Known as the “Cocaine Godmother,” Blanco was an infamous cartel leader who streamlined the U.S. cocaine market in the ’70s and ’80s. Also called the “Black Widow,” it’s believed Blanco ordered over 200 murders during her reign. She “reportedly was worth more than $2 billion, and was a key figurehead in Miami’s bloody Cocaine Cowboy Wars,” Deadline details.

Regina Corrado and Terry Winter penned the script for “The Godmother,” and William Monahan is in talks to do rewrites. Lopez is among the project’s producers.

“Hustlers,” which grossed over $104 million domestically, is based on a true story and revisits how coworkers at a strip club banded together to steal tens of thousands of dollars from their Wall Street clients. Lopez will play a pop star who discovers her rocker fiancé cheated — right before she’s about to marry him onstage at Madison Square Garden — in “Marry Me.” She reacts by pulling a rando (Owen Wilson) out of the audience to wed instead.

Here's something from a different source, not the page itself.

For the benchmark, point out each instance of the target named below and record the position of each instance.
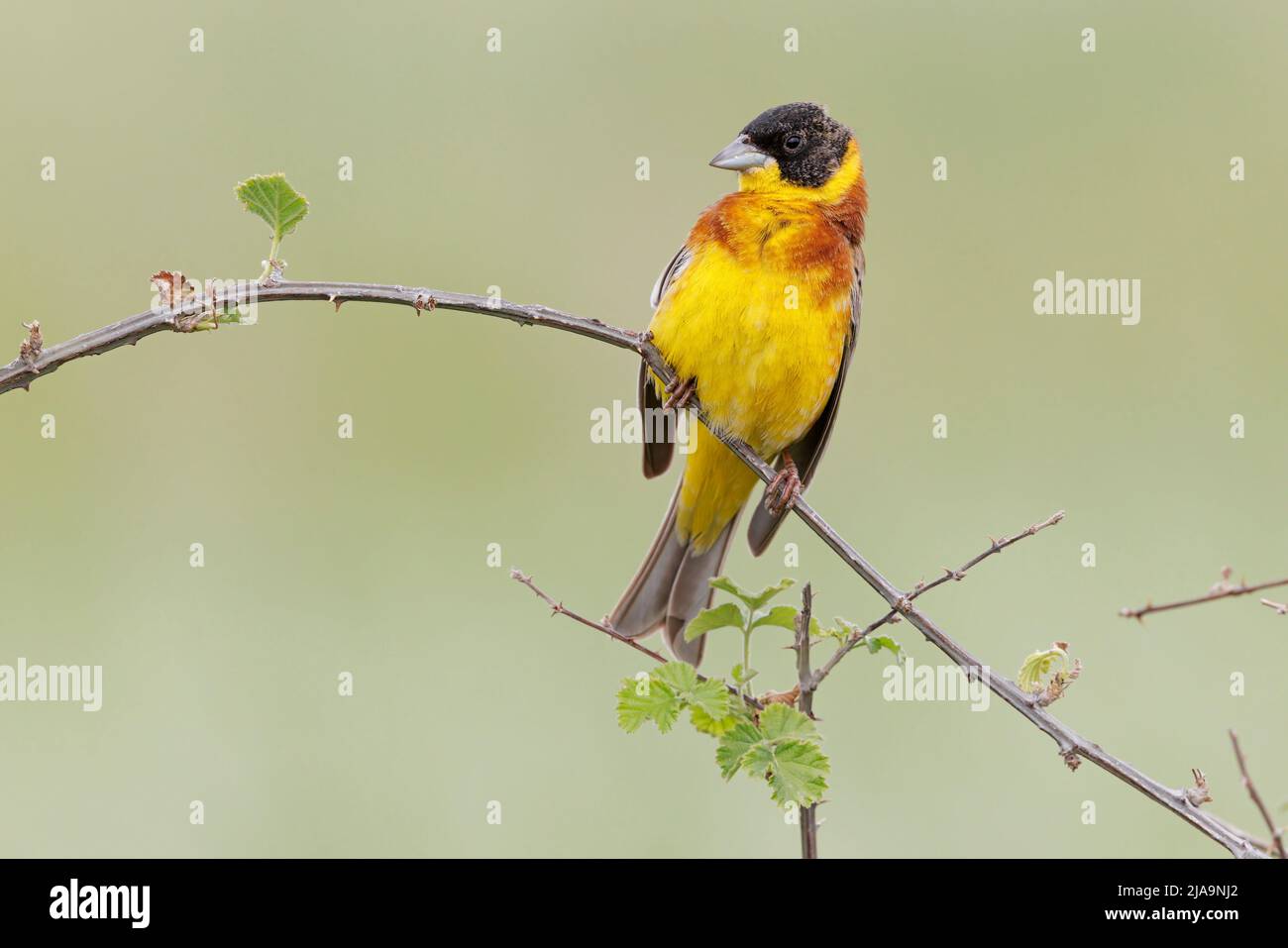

Morano, who most recently helmed Blake Lively-starrer “The Rhythm Section,” took home an Emmy for her directing on “The Handmaid’s Tale.” Her packed slate includes “Sabaya,” a fact-based CIA thriller starring Zoe Saldana, and three Amazon series: “Pretty Things,” “The Power,” and “Stolen Kids of Sarah Lawrence.” “Pretty Things” is a thriller that tells the story of a grifter who befriends a wealthy influencer. An adaptation of Naomi Alderman’s novel of the same name, “The Power” is about a world where girls and women develop the power to harness electricity and shock people at will. “Stolen Kids of Sarah Lawrence” is based on the New York Magazine story detailing an abusive sex cult that rocked Sarah Lawrence College.